Cette intéressante lettre n’a pu être insérée dans le texte à la place des fragments qu’on en connaissait déjà, parce qu’elle ne nous est parvenue qu’au cours de l’impression de la partie du volume où elle aurait dû se trouver : nous la reproduisons en entier ici, conformément au texte original[1].


LE PRINCE DE LIGNE À L’IMPÉRATRICE CATHERINE


Vienne, le 27 février 1794.


Madame,


J’ai encore eu occasion de voir que Votre Majesté Impériale s’entend à tout. Si tous mes intendants me servaient aussi bien je serais du double plus riche que je ne suis. Son fort est de donner, racheter, redonner, vendre, racheter, prêter et donner. Elle a fait de bonnes spéculations dans ce genre de commerce, dont le résultat est de s’enrichir en enrichissant les autres, et de faire tomber par plusieurs tuyaux une pluie à verse de bienfaits sur l’Empire.

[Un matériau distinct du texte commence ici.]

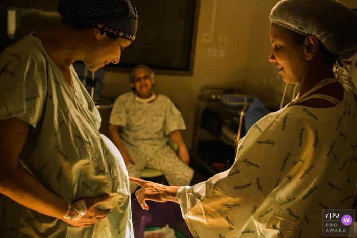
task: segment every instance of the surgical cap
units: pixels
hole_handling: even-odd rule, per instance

Je suis très content des ondées que j’ai reçues en passant, en diamants, bagues, pelisses, robes de chambre, terres, etc.

Voici, par exemple, une bonne affaire pour M. le grand maître d’artillerie[2] et pour moi. Mais il ne sait pas que je suis un chicaneur. Il faut bien que je le sois pour chicaner quelqu’un qui ne chicane personne, car tout le monde en dit du bien ; et je me sens en train de l’aimer pour peu que je le connaisse.

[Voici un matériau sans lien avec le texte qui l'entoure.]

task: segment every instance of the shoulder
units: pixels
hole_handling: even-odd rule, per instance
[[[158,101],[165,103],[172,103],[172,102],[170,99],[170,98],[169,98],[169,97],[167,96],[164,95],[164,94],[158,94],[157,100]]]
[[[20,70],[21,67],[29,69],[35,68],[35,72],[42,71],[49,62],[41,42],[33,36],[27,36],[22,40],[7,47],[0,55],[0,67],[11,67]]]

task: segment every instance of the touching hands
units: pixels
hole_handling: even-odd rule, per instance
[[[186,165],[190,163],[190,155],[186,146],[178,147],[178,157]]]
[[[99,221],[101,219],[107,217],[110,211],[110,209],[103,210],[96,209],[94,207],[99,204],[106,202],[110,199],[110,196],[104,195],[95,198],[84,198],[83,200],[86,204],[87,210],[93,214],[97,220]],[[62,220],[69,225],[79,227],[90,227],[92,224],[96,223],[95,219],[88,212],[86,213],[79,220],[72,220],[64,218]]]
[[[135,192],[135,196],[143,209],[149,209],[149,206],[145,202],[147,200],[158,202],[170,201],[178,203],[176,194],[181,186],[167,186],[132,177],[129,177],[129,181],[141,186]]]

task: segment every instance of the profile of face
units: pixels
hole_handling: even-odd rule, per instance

Que M. le grand maître d’artillerie sache donc, que dans la mer que j’ai traversée en ayant de l’eau jusqu’à la moitié du corps, pour graver sur un rocher le nom divin de Catherine le Grand et le nom humain de la dame de mes pensées d’alors, d’un autre côté. (J’en demande bien pardon à Votre Majesté, mais celui-ci a été tracé en si petits caractères qu’il pourra bien être effacé.) Votre Majesté Impériale peut voir ce rocher dans le dessin que je lui ai donné de Parthenizza et où il y avait des projets de bâtisse que j’aurais exécutés, sans Joussuff Pacha (à qui la Russie a tant d’obligations pour l’augmentation de sa gloire).

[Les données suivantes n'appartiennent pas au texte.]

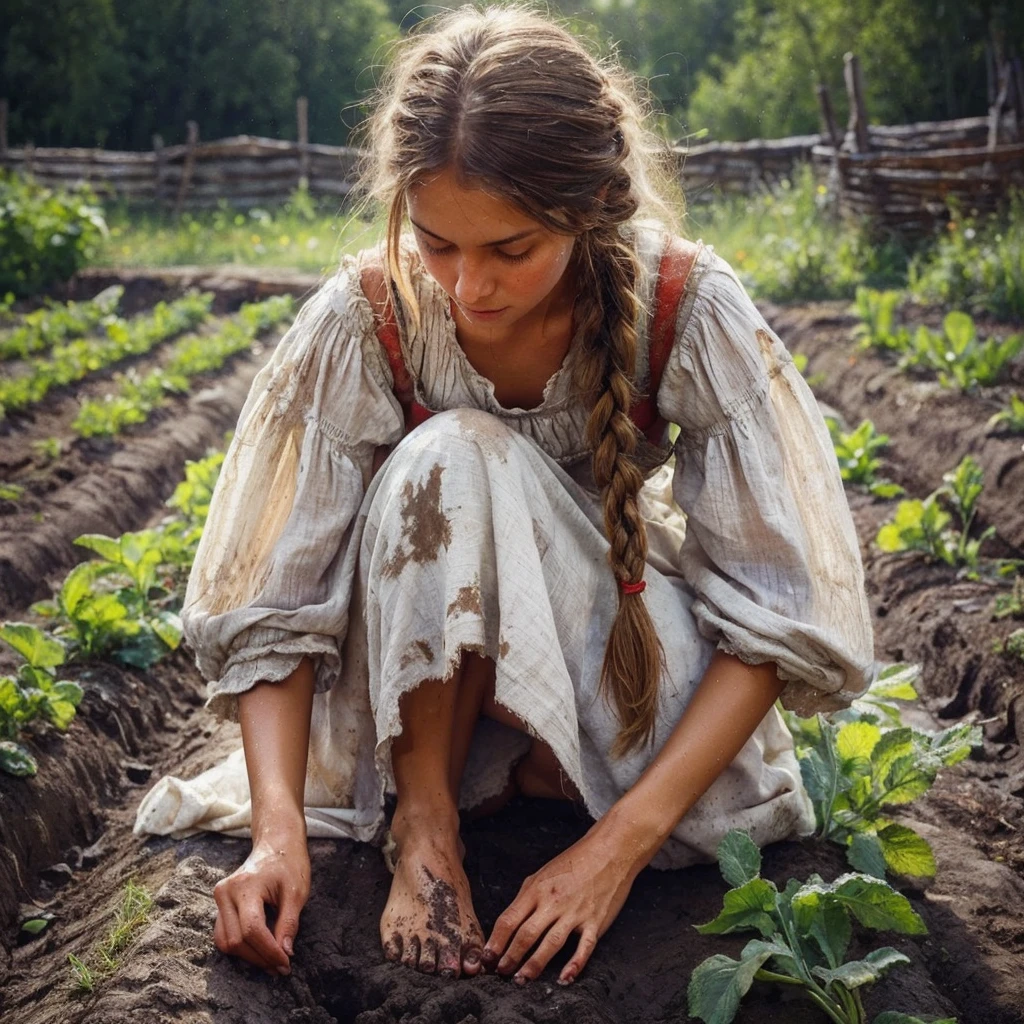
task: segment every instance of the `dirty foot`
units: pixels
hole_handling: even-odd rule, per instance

Je veux, je prétends, j’exige que ce rocher même s’appelle « Rocher Ligne ». Point de médiation ni de médiateurs, c’est ainsi que j’ai appris d’une certaine cour à traiter.

Sa Majesté l’Empereur[3], de glorieuse et éternelle mémoire (comme dit si bien Votre Majesté Impériale en parlant de son digne ami), m’avait promis des vignes et des vignerons de Tokai. Je suis sûr que notre excellent et très aimé et estimé ambassadeur comte Razoumowski[4], fort attaché à M. le comte Zouboff, fera tout au monde

pour lui en procurer s’il le désire ; à moins que cela ne soit devenu tout à fait impossible.

Si l’ingénieux et vertueux Sélim obligeait Votre Majesté à aller à Constantinople[5], j’irais y porter mes trois boutons sur la manche de l’habit vert que j’ai encore et que j’aime de tout mon cœur[6]. Mon « rocher » me donne le droit de porter le beau velours vert et argent et j’ai outre cela mon uniforme de Catharinoslaw. Ou bien je ferai des arrangements de colonie dans ce qui m’appartient le long du Borysthène, lorsque j’irai me mettre aux pieds de Votre Majesté Impériale, quand l’Europe occidentale sera sortie des petites-maisons.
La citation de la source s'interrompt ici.